Chapters 9, 10 and 11 explain how to build a "simple" distributed monitoring system.  A number of Python module & packages are used including xmlrpclib, SimpleXMLRPCServer, CherryPy, sqlite3, multiprocessing, ConfigParser, subprocess, Numpy, matplotlib and others.  The application developed is a good example of using Python as a "glue language", to use third-party modules & packages.  One weakness is that the introduction to statistics included is rather elementary and, I believe, could have been shortened considerably given the intended audience.

    12. Automatic MySQL Database Performance Tuning 

This chapter revisits the use of plugins, with a slightly more advanced application, where information can be exchanged between the different plugins.

    13. Using Amazon EC2/S3 as a Data Warehouse Solution

This last chapter gives a crash course on Amazon's "cloud computing" offerings.  It is a good final note to the book, and a good starting point for future explorations.

Overall, I found the book quite readable even though it is outside of my area of expertise.  Occasionally, I had the feeling that there were a few "fillers" (e.g. overlong log listings, etc.) that could have been shortened without losing anything of real value.  This is very much an applied book, with real life examples that could be either used "as-is" or used as starting points for more extended applications.

I would recommend this book highly to anyone who has to perform any one of the system administration tasks mentioned above.

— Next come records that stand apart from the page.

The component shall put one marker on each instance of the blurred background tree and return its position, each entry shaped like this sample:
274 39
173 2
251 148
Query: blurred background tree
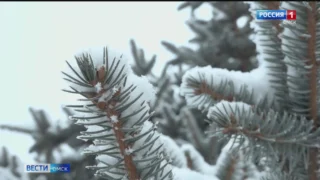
223 41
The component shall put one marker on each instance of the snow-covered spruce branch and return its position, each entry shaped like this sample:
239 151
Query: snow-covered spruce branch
115 110
270 134
286 79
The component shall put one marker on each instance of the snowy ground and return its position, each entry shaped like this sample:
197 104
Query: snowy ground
36 38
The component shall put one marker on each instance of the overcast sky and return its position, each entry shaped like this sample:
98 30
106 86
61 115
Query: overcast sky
37 37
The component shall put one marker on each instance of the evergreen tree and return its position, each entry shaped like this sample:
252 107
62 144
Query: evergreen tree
217 123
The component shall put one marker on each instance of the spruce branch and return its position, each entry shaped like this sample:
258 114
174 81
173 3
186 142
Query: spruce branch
269 134
125 142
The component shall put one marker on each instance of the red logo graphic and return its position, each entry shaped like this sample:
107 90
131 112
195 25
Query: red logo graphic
291 15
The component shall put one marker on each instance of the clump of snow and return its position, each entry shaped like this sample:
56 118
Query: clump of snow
129 151
115 89
213 77
66 153
114 119
229 108
187 174
198 162
175 153
98 87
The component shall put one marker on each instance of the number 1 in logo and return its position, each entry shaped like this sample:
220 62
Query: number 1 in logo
291 15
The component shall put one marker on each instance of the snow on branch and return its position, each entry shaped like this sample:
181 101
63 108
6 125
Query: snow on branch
270 134
205 86
114 108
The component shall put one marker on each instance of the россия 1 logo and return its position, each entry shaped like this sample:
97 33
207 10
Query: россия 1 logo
276 15
47 168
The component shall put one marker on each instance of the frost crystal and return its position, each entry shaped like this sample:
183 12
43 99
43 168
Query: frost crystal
114 119
128 151
98 87
114 90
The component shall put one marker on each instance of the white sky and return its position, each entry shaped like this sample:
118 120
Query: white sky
37 37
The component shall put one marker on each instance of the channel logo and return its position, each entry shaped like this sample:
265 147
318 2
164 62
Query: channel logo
47 168
276 14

It is also a good source of non-trivial examples demonstrating the use of a number of Python modules and packages.  The code that is given would likely save many hours of development.   As is becoming the norm, the source code included in the book is available from the publisher.  Also, many of the prototypes covered in the book are available as open source projects at the author's web site, where a discussion forum is also available.